O Entroncamento acompanhou-me a meninice, cresceu-me no imaginário e fê-lo
crescer. As minhas tia-avós e avós propriamente ditas contribuíam para o
aparato acrescentando sem cessar a lista, num diz-que-diz em que
eu cria piamente, duvidando apenas do espaço para tanta desnatura e construindo
mentalmente um lugar de conto horrível onde a cada esquina espreitava um
portento único e disforme. Por muito insignificante que a localidade seja, a
meus olhos há-de ter uma beleza toda outra da desproporção que criei baseada no
linguajar das velhas que me fizeram a infância.
Pareceria
fatal, mas nunca sonhei com o Entroncamento. Ali nasciam pessoas com duas
cabeças; homens com quatro braços e que para mim nunca tinham sido crianças;
gigantes que não cabiam nas casas e era uma maçada para a família
acomodá-los, a subir paredes e telhado à medida que iam crescendo;
maçãs do tamanho de melancias. E um nunca acabar de outros seres descomunais
vindos do reino vegetal, que me faziam desconfiar do solo. Não contentes com as
desgraças que contavam – os fenómenos humanos eram todos deformidade –, elas, a
voz a apequenar-se, compraziam-se em comentários de pena e dor d'alma, dirigidos sobretudo às coitadinhas
das mães e empregavam num ai todos os aleijões. Era assim, sem qualquer
intenção, que as mulheres resolviam o problema da falta de espaço no
Entroncamento: o circo levava-os. Para mim, estavam encerrados nos carros e roulotes,
proibidos de espreitar às janelinhas para não assustar as pessoas. E inventava
uma história de escravatura à medida da enormidade de tendas, palco e bancadas,
de inspiração Enid Blyton, “Os cinco e o circo”, onde havia um homem mau carácter.
Mas
o que verdadeiramente me desapontava era o aziago dos fenómenos a embicarem, universais, para o epicentro. O Entroncamento, segundo as minhas fontes bisborreicas,
saía sempre no jornal e o nosso lugarejo reduzido a um “nunca por nunca ser”.

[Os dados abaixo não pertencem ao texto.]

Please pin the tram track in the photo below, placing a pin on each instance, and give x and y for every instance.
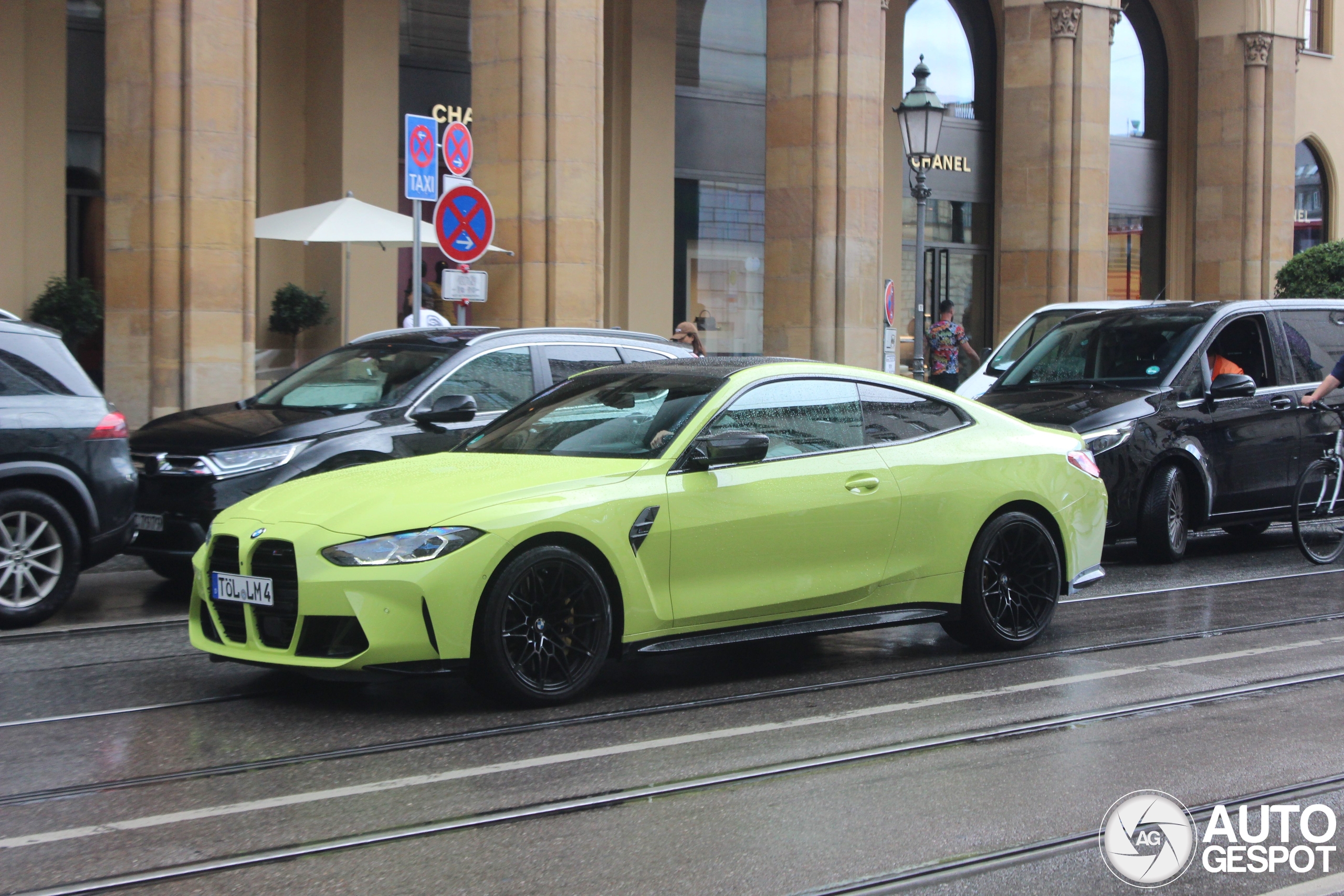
(616, 715)
(745, 775)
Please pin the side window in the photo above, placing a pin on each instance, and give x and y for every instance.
(20, 376)
(894, 416)
(635, 355)
(568, 361)
(802, 417)
(1244, 343)
(498, 381)
(1315, 342)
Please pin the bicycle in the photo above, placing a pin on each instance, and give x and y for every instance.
(1318, 504)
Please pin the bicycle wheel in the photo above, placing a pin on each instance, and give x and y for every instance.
(1319, 512)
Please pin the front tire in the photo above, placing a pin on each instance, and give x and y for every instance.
(39, 556)
(545, 628)
(1164, 518)
(1011, 587)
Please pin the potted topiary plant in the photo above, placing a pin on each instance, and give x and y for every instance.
(293, 311)
(1316, 273)
(70, 307)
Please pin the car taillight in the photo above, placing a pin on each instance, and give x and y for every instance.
(1085, 462)
(112, 428)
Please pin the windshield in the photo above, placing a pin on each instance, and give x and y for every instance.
(634, 416)
(1027, 336)
(1133, 349)
(358, 378)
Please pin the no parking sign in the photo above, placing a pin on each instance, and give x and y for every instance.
(464, 222)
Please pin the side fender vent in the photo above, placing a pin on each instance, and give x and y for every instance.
(642, 527)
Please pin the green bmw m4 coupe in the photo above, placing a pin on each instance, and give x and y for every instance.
(659, 507)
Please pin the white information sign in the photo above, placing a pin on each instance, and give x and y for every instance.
(471, 287)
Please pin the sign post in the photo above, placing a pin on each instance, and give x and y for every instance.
(421, 186)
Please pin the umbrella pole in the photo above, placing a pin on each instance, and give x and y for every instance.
(416, 257)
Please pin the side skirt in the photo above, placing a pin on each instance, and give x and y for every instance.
(848, 623)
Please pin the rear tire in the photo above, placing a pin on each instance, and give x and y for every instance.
(543, 629)
(39, 556)
(1164, 516)
(1012, 585)
(1318, 525)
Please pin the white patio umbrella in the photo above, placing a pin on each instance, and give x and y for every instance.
(347, 220)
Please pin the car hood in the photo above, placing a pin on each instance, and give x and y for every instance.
(1079, 409)
(418, 492)
(226, 426)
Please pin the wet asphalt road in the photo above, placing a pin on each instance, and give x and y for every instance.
(239, 751)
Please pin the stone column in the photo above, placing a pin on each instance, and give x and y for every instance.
(182, 93)
(537, 83)
(1253, 163)
(1065, 19)
(33, 179)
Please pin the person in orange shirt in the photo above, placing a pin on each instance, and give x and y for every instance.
(1218, 366)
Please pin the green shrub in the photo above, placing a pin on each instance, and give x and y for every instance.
(71, 307)
(1318, 273)
(293, 311)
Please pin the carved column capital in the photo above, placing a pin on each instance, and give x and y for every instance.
(1065, 16)
(1257, 47)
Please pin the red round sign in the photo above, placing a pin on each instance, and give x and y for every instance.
(457, 150)
(464, 222)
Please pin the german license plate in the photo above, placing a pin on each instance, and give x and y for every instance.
(244, 589)
(148, 522)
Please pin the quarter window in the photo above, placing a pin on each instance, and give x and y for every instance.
(802, 417)
(894, 416)
(1315, 342)
(568, 361)
(498, 381)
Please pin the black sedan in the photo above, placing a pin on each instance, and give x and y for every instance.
(386, 395)
(1178, 446)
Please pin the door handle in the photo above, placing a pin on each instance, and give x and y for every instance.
(860, 484)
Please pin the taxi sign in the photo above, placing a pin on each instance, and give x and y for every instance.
(464, 224)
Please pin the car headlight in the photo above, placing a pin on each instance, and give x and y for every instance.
(253, 460)
(1108, 438)
(402, 547)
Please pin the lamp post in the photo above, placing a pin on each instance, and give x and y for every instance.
(921, 123)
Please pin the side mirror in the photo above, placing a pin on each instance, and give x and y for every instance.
(448, 409)
(1232, 386)
(730, 446)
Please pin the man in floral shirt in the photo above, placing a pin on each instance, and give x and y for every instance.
(945, 342)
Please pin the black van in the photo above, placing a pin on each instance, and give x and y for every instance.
(385, 395)
(1178, 449)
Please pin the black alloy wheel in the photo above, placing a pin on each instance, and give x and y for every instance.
(39, 556)
(1012, 585)
(545, 628)
(1164, 516)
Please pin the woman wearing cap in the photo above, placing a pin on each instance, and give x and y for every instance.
(689, 335)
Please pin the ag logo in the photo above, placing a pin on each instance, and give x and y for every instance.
(1147, 839)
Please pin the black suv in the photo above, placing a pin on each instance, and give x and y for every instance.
(1178, 448)
(66, 483)
(385, 395)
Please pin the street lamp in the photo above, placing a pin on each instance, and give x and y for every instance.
(921, 123)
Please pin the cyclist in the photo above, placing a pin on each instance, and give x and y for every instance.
(1327, 386)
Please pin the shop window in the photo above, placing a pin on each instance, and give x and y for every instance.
(719, 229)
(1311, 199)
(1136, 257)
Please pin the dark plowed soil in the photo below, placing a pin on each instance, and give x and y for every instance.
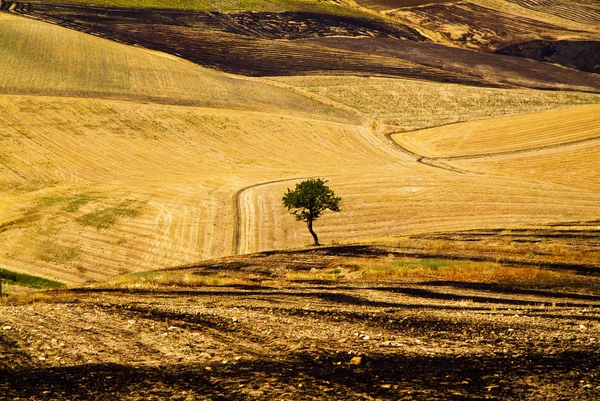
(492, 67)
(421, 339)
(382, 5)
(268, 44)
(245, 43)
(580, 55)
(565, 9)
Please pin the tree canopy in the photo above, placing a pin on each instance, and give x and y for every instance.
(309, 200)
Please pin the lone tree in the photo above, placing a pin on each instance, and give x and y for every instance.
(311, 198)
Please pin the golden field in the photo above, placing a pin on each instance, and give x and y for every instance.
(114, 159)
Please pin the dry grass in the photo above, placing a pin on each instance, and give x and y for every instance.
(343, 7)
(467, 271)
(171, 278)
(410, 105)
(506, 134)
(67, 164)
(43, 59)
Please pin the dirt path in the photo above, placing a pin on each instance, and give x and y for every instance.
(405, 339)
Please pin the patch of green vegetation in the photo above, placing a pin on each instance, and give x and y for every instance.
(424, 266)
(105, 218)
(322, 6)
(52, 252)
(26, 280)
(172, 278)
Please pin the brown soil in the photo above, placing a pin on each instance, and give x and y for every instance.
(494, 68)
(580, 55)
(414, 338)
(382, 5)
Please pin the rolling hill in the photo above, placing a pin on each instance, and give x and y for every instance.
(116, 158)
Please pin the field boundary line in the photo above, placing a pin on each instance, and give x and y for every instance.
(237, 209)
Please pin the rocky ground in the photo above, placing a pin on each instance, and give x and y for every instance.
(275, 338)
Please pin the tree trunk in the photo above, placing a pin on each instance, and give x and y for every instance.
(309, 224)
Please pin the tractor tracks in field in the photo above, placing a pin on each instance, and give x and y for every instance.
(427, 161)
(441, 161)
(237, 209)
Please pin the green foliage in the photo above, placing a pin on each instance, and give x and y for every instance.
(323, 6)
(26, 280)
(309, 200)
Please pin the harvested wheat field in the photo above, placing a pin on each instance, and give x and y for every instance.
(354, 323)
(141, 187)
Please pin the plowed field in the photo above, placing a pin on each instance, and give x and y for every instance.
(262, 44)
(283, 335)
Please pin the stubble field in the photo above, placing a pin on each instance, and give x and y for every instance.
(464, 263)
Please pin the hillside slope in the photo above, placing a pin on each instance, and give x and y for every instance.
(43, 59)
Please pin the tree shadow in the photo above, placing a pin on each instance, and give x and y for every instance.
(442, 296)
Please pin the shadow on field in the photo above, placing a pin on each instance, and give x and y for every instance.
(305, 376)
(442, 296)
(505, 289)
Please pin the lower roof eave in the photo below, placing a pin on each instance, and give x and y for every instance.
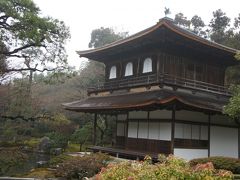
(147, 101)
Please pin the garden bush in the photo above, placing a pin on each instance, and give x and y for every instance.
(219, 162)
(171, 168)
(10, 157)
(80, 167)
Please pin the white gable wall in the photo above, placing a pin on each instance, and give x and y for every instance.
(191, 116)
(189, 154)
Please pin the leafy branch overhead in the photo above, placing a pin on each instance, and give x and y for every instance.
(25, 34)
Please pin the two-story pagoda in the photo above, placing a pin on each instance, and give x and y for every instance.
(165, 86)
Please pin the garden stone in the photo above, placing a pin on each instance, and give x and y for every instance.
(44, 145)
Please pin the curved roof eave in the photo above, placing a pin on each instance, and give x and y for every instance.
(168, 24)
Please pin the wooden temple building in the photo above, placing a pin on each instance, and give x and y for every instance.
(165, 86)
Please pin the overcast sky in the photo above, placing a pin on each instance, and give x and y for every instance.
(82, 16)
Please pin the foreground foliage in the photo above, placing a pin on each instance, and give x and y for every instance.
(10, 157)
(172, 168)
(230, 164)
(80, 167)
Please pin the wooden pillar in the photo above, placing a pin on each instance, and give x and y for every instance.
(173, 128)
(148, 116)
(95, 129)
(209, 131)
(126, 138)
(238, 141)
(116, 126)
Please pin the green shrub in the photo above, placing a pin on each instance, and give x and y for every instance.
(79, 167)
(40, 173)
(230, 164)
(172, 168)
(55, 160)
(10, 157)
(32, 143)
(58, 140)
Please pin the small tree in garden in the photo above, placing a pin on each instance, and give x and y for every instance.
(82, 135)
(233, 108)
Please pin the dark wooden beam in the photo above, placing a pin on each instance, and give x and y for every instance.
(173, 128)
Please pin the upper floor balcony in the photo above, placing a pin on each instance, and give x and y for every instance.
(160, 80)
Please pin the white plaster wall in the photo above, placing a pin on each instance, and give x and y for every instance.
(165, 131)
(132, 129)
(138, 115)
(160, 114)
(187, 131)
(143, 130)
(204, 133)
(154, 128)
(158, 131)
(196, 131)
(221, 119)
(223, 141)
(191, 116)
(120, 129)
(122, 117)
(189, 154)
(179, 130)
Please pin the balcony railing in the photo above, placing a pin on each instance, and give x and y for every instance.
(162, 79)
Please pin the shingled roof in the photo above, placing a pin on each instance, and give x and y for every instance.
(164, 22)
(144, 100)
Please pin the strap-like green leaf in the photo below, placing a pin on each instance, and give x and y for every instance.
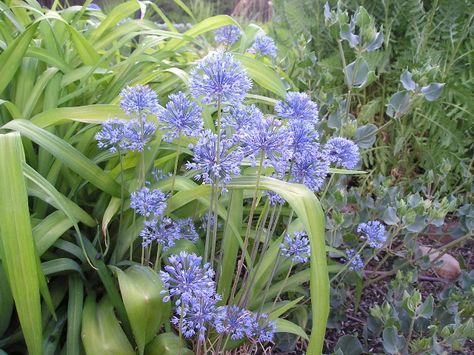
(68, 155)
(309, 210)
(10, 59)
(17, 245)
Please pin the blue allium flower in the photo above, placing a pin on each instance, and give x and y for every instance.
(181, 116)
(261, 328)
(148, 202)
(264, 45)
(139, 101)
(215, 167)
(186, 279)
(342, 152)
(195, 315)
(234, 321)
(373, 232)
(268, 137)
(356, 264)
(297, 248)
(227, 35)
(298, 107)
(274, 198)
(93, 6)
(219, 77)
(310, 168)
(112, 135)
(137, 134)
(159, 175)
(303, 137)
(166, 232)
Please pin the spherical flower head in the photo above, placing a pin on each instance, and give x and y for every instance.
(148, 202)
(137, 134)
(181, 116)
(139, 101)
(234, 321)
(356, 263)
(227, 35)
(166, 232)
(264, 45)
(267, 137)
(297, 247)
(196, 315)
(373, 232)
(218, 77)
(241, 119)
(215, 167)
(261, 328)
(112, 134)
(274, 198)
(298, 107)
(186, 279)
(93, 6)
(342, 152)
(303, 136)
(310, 168)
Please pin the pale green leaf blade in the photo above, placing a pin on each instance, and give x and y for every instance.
(68, 155)
(17, 245)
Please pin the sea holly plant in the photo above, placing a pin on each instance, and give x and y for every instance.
(401, 101)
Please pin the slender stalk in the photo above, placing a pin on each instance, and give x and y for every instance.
(214, 202)
(157, 264)
(175, 168)
(346, 266)
(209, 222)
(283, 285)
(247, 232)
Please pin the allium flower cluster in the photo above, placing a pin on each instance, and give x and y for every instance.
(267, 137)
(241, 119)
(304, 137)
(264, 45)
(240, 323)
(186, 280)
(139, 101)
(215, 167)
(310, 168)
(196, 316)
(227, 35)
(298, 108)
(342, 152)
(181, 116)
(373, 232)
(297, 247)
(166, 232)
(219, 78)
(356, 264)
(148, 202)
(125, 135)
(262, 329)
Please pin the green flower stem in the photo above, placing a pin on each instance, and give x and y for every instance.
(247, 232)
(346, 266)
(175, 168)
(214, 193)
(157, 264)
(248, 283)
(283, 285)
(214, 226)
(209, 222)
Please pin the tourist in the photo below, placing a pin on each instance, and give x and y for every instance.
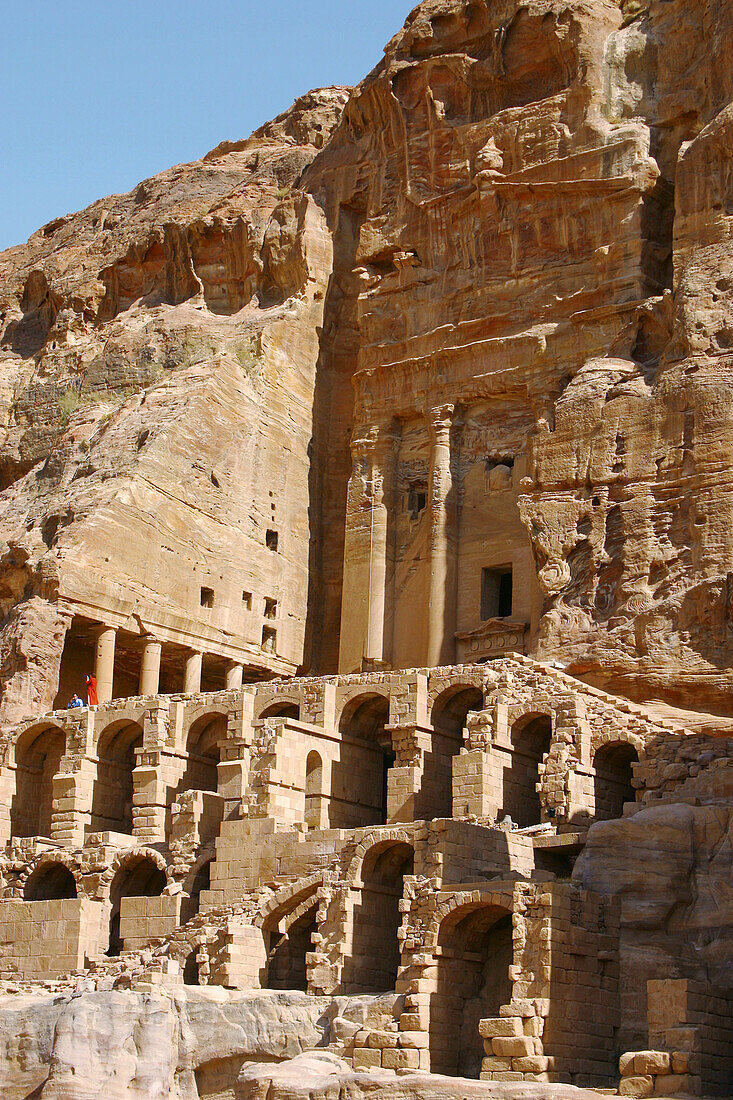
(91, 691)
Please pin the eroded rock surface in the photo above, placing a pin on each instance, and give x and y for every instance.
(159, 353)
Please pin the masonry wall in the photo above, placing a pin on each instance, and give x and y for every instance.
(145, 919)
(45, 938)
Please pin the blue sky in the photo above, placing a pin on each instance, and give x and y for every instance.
(100, 95)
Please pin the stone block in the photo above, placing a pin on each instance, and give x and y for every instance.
(671, 1085)
(515, 1047)
(364, 1058)
(492, 1064)
(401, 1059)
(638, 1088)
(417, 1040)
(651, 1062)
(382, 1040)
(501, 1026)
(533, 1064)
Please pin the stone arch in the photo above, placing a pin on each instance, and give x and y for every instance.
(140, 872)
(363, 724)
(290, 942)
(286, 899)
(473, 959)
(51, 879)
(613, 761)
(37, 755)
(448, 716)
(531, 738)
(119, 711)
(373, 959)
(208, 707)
(288, 921)
(204, 737)
(112, 791)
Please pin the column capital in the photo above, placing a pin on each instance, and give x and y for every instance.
(440, 419)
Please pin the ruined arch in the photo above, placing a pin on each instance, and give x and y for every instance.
(198, 880)
(112, 792)
(613, 762)
(373, 958)
(473, 959)
(290, 942)
(448, 716)
(203, 752)
(288, 922)
(39, 751)
(531, 739)
(369, 752)
(139, 873)
(51, 880)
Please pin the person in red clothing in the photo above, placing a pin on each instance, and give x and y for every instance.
(91, 691)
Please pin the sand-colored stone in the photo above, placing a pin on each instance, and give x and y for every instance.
(378, 465)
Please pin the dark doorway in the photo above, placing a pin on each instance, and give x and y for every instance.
(531, 741)
(613, 763)
(473, 982)
(51, 882)
(372, 967)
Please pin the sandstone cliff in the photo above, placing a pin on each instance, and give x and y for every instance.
(159, 354)
(513, 243)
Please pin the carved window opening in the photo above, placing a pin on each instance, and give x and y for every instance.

Não me soava justo. Resmunguei esta queixa para os outros garotos, mas não lhe
pegaram e quando pedi que se lembrassem de alguma coisa anómala remataram e deram nó, “vamos
jogar às escondidas, ficas tu a contar”. Em função do desinteresse e ingratidão geral, desisti de encontrar fenómenos e trazer à ribalta a nossa terrinha pequena.
Porém,
quando tinha uns treze anos, fui, em visita de estudo, a Lagos. Pela primeira
vez, observei um fenómeno da categoria dos que as velhotas contavam. No museu,
completamente embebido em formol, branco de ácido e dentro de um frasco, um vitelinho com duas
cabeças. Adiantei que seria do Entroncamento, mas as professoras e as minhas
colegas apenas riram. Quando inquiri a professora de Ciências sobre as razões
do formol ela retorquiu que quase sempre, nos casos de deformação profunda, os
animais nascem mortos ou morrem logo após e conservam-nos assim durante anos e
anos. O meu mundo fenoménico vacilou profundamente: fenómenos mortos nem eu
sabia que existissem. O drama da realidade factual de qualquer fenómeno,
desmontado sob o meu nariz, fez-me entender a sua violência física; uma
violência que podia arrebatar a vida. Da violência psicológica, sabia nada. Mas
nesse momento, abençoei o meu lugarejo vulgar, repleto de gente e factos comuns.
Então, “a mulher que voou” era imprevista. Mas todas as histórias começam pelo
princípio. E o princípio é a infância. O da mulher voadora foi, indubitavelmente, esse.